DOJ Disrupts Major Ransomware Operation That Victimized More Than 1,500 People

By Steve Neavling

The Justice Department dismantled a ransomware gang called Hive that had victimized more than 1,500 people in 80 different countries and collected more than $100 million in ransomware payments. 

The DOJ announced the months-long campaign during a news conference Thursday, saying the group had targeted hospitals, school districts, financial firms, and critical infrastructure.

Since July 2022, the FBI had hacked Hive’s computer networks, captured its decryption keys and offered them to victims worldwide. As a result, the campaign prevented victims from paying $130 million in ransom.

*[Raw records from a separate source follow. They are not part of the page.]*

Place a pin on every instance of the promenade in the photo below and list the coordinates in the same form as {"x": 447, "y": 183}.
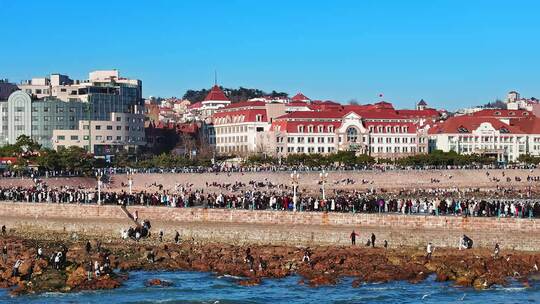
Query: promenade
{"x": 274, "y": 227}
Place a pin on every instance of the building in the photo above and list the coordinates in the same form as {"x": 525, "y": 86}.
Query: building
{"x": 385, "y": 135}
{"x": 215, "y": 100}
{"x": 51, "y": 107}
{"x": 239, "y": 128}
{"x": 501, "y": 134}
{"x": 123, "y": 131}
{"x": 320, "y": 127}
{"x": 6, "y": 88}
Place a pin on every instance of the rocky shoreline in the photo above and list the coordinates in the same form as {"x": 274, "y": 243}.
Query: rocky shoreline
{"x": 475, "y": 268}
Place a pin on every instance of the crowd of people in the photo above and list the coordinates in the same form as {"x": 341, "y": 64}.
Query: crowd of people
{"x": 260, "y": 196}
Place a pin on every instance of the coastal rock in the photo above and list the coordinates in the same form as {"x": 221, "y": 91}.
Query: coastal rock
{"x": 158, "y": 283}
{"x": 250, "y": 282}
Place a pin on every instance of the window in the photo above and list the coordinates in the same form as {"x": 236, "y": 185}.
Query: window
{"x": 352, "y": 134}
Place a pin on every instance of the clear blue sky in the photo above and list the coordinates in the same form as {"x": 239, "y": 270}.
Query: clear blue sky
{"x": 451, "y": 53}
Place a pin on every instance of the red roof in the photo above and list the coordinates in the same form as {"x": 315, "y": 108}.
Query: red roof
{"x": 292, "y": 126}
{"x": 244, "y": 104}
{"x": 502, "y": 113}
{"x": 529, "y": 125}
{"x": 249, "y": 115}
{"x": 195, "y": 106}
{"x": 313, "y": 115}
{"x": 216, "y": 94}
{"x": 466, "y": 124}
{"x": 299, "y": 97}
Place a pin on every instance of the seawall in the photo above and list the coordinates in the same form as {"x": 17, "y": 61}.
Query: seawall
{"x": 278, "y": 226}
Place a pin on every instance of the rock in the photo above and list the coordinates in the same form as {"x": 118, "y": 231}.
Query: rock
{"x": 158, "y": 283}
{"x": 463, "y": 282}
{"x": 322, "y": 280}
{"x": 77, "y": 277}
{"x": 249, "y": 282}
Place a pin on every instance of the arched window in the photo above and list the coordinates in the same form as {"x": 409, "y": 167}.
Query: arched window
{"x": 352, "y": 134}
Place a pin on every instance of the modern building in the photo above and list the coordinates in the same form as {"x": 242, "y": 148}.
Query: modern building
{"x": 43, "y": 108}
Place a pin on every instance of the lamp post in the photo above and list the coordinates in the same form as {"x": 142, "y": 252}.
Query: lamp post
{"x": 99, "y": 175}
{"x": 130, "y": 180}
{"x": 323, "y": 176}
{"x": 295, "y": 177}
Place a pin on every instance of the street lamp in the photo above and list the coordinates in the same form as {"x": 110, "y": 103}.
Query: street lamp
{"x": 323, "y": 176}
{"x": 99, "y": 176}
{"x": 295, "y": 177}
{"x": 130, "y": 180}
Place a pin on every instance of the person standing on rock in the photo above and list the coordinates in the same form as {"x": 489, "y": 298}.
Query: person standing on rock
{"x": 4, "y": 254}
{"x": 15, "y": 271}
{"x": 353, "y": 237}
{"x": 177, "y": 237}
{"x": 429, "y": 251}
{"x": 496, "y": 251}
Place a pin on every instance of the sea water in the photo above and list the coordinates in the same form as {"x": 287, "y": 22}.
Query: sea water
{"x": 197, "y": 287}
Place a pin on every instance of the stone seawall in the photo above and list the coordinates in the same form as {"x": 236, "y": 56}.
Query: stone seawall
{"x": 280, "y": 227}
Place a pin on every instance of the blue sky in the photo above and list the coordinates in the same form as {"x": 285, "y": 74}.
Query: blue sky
{"x": 451, "y": 53}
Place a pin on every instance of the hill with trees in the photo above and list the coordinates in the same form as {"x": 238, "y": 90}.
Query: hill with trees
{"x": 235, "y": 95}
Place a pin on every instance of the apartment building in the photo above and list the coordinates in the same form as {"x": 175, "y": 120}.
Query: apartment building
{"x": 56, "y": 103}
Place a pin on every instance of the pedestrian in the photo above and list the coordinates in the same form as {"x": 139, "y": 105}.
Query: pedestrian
{"x": 496, "y": 251}
{"x": 429, "y": 251}
{"x": 353, "y": 237}
{"x": 177, "y": 237}
{"x": 4, "y": 254}
{"x": 15, "y": 271}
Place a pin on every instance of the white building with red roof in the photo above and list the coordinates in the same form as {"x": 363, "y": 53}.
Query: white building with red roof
{"x": 215, "y": 99}
{"x": 471, "y": 134}
{"x": 383, "y": 134}
{"x": 242, "y": 128}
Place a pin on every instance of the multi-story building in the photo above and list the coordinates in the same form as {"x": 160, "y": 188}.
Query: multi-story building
{"x": 239, "y": 127}
{"x": 381, "y": 134}
{"x": 325, "y": 127}
{"x": 6, "y": 88}
{"x": 57, "y": 104}
{"x": 481, "y": 135}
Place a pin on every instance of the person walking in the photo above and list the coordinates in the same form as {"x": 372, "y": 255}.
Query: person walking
{"x": 496, "y": 251}
{"x": 429, "y": 251}
{"x": 353, "y": 237}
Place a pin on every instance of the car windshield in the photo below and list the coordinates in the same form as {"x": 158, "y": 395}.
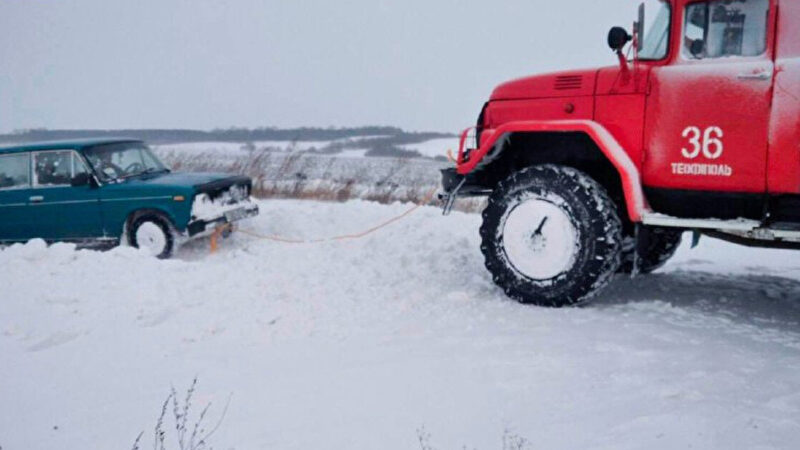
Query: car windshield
{"x": 124, "y": 160}
{"x": 654, "y": 21}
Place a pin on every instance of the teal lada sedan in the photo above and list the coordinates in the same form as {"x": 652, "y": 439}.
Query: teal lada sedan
{"x": 104, "y": 192}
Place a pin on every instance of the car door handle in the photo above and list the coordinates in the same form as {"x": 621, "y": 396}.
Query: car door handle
{"x": 760, "y": 76}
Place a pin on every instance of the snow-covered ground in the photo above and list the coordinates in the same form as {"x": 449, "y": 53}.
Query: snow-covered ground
{"x": 357, "y": 344}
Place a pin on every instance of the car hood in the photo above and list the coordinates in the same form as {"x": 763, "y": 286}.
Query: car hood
{"x": 559, "y": 84}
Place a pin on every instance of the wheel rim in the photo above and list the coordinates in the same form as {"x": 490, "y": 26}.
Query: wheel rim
{"x": 539, "y": 239}
{"x": 151, "y": 238}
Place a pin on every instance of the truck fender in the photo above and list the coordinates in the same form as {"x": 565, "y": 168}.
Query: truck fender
{"x": 605, "y": 141}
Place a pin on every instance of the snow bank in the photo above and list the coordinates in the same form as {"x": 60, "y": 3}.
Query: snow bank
{"x": 357, "y": 344}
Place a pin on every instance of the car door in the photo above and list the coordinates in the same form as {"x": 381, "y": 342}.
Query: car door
{"x": 63, "y": 211}
{"x": 707, "y": 114}
{"x": 16, "y": 219}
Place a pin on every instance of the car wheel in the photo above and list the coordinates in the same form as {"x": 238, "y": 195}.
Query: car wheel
{"x": 551, "y": 236}
{"x": 154, "y": 234}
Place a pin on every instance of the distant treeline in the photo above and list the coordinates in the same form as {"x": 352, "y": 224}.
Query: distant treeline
{"x": 166, "y": 136}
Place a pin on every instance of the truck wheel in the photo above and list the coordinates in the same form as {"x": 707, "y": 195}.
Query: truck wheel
{"x": 656, "y": 247}
{"x": 551, "y": 236}
{"x": 154, "y": 234}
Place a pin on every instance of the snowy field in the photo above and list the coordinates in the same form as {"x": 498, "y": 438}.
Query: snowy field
{"x": 357, "y": 344}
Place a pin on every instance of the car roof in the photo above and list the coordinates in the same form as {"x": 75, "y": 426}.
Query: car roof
{"x": 63, "y": 144}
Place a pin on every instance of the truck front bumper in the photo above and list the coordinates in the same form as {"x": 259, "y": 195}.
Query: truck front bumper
{"x": 455, "y": 185}
{"x": 207, "y": 225}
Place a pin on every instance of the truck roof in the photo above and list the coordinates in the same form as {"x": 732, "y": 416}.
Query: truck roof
{"x": 63, "y": 144}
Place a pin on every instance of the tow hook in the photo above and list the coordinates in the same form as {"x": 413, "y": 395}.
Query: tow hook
{"x": 450, "y": 197}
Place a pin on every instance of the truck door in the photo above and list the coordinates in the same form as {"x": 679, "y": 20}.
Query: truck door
{"x": 707, "y": 113}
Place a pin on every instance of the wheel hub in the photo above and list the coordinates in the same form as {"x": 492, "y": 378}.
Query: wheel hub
{"x": 539, "y": 238}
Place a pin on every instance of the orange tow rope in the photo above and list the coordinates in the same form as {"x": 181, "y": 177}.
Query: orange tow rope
{"x": 219, "y": 230}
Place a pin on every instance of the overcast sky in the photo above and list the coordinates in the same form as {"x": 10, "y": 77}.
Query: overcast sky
{"x": 417, "y": 64}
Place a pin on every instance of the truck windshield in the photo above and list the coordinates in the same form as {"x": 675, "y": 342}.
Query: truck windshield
{"x": 113, "y": 162}
{"x": 654, "y": 31}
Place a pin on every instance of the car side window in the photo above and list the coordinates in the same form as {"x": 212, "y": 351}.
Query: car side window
{"x": 15, "y": 171}
{"x": 723, "y": 28}
{"x": 56, "y": 168}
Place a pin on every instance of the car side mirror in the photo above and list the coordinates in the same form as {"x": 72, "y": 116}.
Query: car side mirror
{"x": 617, "y": 38}
{"x": 697, "y": 47}
{"x": 81, "y": 179}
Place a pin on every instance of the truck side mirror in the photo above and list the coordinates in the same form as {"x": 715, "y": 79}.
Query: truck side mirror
{"x": 617, "y": 38}
{"x": 696, "y": 47}
{"x": 79, "y": 180}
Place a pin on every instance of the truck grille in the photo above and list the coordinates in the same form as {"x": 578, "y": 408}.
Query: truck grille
{"x": 568, "y": 82}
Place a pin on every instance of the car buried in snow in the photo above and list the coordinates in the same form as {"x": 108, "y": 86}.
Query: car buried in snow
{"x": 598, "y": 171}
{"x": 103, "y": 192}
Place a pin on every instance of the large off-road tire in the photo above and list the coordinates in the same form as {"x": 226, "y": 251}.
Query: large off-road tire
{"x": 551, "y": 236}
{"x": 153, "y": 233}
{"x": 656, "y": 246}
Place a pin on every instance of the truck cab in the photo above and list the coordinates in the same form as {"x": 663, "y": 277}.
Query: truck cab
{"x": 695, "y": 128}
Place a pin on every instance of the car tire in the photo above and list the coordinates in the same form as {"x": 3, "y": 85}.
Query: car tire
{"x": 656, "y": 247}
{"x": 551, "y": 236}
{"x": 152, "y": 232}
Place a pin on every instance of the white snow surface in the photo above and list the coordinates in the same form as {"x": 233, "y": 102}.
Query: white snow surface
{"x": 357, "y": 344}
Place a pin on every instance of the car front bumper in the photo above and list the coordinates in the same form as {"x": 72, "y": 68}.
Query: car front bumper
{"x": 236, "y": 213}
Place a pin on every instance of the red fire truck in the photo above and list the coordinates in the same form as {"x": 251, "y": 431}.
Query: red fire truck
{"x": 593, "y": 172}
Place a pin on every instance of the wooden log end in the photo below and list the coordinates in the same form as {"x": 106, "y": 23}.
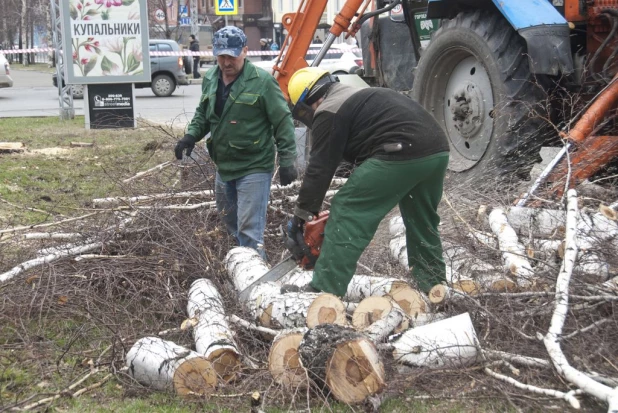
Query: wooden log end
{"x": 355, "y": 371}
{"x": 195, "y": 376}
{"x": 265, "y": 317}
{"x": 326, "y": 309}
{"x": 410, "y": 300}
{"x": 284, "y": 361}
{"x": 502, "y": 285}
{"x": 468, "y": 287}
{"x": 608, "y": 213}
{"x": 372, "y": 309}
{"x": 227, "y": 364}
{"x": 437, "y": 294}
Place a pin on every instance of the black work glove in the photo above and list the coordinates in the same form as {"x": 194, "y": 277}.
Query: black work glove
{"x": 295, "y": 242}
{"x": 188, "y": 143}
{"x": 287, "y": 174}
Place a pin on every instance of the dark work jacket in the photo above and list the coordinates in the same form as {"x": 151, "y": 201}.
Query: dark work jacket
{"x": 354, "y": 124}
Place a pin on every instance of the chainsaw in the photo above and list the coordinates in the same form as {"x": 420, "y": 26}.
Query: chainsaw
{"x": 313, "y": 235}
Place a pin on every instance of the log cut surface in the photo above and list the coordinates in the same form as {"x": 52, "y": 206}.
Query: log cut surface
{"x": 326, "y": 309}
{"x": 284, "y": 361}
{"x": 164, "y": 365}
{"x": 343, "y": 360}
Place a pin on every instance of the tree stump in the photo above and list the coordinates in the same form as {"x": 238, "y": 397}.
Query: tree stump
{"x": 213, "y": 336}
{"x": 284, "y": 361}
{"x": 343, "y": 360}
{"x": 164, "y": 365}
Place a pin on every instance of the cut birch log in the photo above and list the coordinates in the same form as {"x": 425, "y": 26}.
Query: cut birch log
{"x": 343, "y": 360}
{"x": 101, "y": 202}
{"x": 513, "y": 253}
{"x": 284, "y": 361}
{"x": 12, "y": 147}
{"x": 591, "y": 264}
{"x": 266, "y": 304}
{"x": 272, "y": 309}
{"x": 396, "y": 226}
{"x": 362, "y": 286}
{"x": 147, "y": 172}
{"x": 244, "y": 265}
{"x": 166, "y": 366}
{"x": 213, "y": 337}
{"x": 441, "y": 294}
{"x": 47, "y": 259}
{"x": 540, "y": 223}
{"x": 378, "y": 317}
{"x": 451, "y": 342}
{"x": 551, "y": 339}
{"x": 326, "y": 309}
{"x": 410, "y": 300}
{"x": 399, "y": 251}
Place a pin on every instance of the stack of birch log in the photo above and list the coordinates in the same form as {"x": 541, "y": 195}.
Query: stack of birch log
{"x": 319, "y": 339}
{"x": 339, "y": 345}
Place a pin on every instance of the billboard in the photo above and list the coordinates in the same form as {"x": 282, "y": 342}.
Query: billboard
{"x": 105, "y": 41}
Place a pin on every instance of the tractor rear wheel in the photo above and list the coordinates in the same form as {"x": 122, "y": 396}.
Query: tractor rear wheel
{"x": 475, "y": 80}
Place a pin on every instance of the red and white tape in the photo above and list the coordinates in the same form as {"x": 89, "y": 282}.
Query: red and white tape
{"x": 180, "y": 53}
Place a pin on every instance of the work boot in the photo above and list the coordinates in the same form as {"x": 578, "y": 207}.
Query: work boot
{"x": 291, "y": 288}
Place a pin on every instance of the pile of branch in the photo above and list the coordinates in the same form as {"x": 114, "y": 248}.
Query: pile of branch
{"x": 314, "y": 339}
{"x": 341, "y": 345}
{"x": 578, "y": 239}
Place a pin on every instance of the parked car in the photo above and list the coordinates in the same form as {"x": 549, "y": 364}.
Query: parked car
{"x": 167, "y": 71}
{"x": 340, "y": 59}
{"x": 5, "y": 72}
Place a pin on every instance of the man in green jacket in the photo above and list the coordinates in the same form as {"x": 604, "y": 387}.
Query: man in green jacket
{"x": 244, "y": 111}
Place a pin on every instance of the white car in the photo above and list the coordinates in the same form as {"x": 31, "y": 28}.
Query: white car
{"x": 5, "y": 72}
{"x": 340, "y": 59}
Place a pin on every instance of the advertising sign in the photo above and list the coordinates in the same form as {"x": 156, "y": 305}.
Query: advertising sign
{"x": 110, "y": 106}
{"x": 223, "y": 7}
{"x": 105, "y": 41}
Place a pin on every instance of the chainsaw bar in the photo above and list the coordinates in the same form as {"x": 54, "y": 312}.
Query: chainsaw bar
{"x": 274, "y": 274}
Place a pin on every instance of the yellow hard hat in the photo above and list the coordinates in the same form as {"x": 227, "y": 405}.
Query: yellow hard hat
{"x": 302, "y": 81}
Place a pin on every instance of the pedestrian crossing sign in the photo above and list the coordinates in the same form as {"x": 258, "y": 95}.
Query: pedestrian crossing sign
{"x": 226, "y": 7}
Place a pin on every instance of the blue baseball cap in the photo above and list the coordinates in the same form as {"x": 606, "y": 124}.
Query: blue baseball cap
{"x": 229, "y": 41}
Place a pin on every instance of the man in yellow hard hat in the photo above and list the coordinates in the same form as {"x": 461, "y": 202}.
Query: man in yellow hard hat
{"x": 401, "y": 154}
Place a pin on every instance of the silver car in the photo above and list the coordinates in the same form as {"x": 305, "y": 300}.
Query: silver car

“Last night, the Justice Department dismantled an international ransomware network responsible for extorting and attempting to extort hundreds of millions of dollars from victims in the United States and around the world,” Attorney General Merrick Garland said. “Cybercrime is a constantly evolving threat. But as I have said before, the Justice Department will spare no resource to identify and bring to justice, anyone, anywhere, who targets the United States with a ransomware attack. We will continue to work both to prevent these attacks and to provide support to victims who have been targeted. And together with our international partners, we will continue to disrupt the criminal networks that deploy these attacks.”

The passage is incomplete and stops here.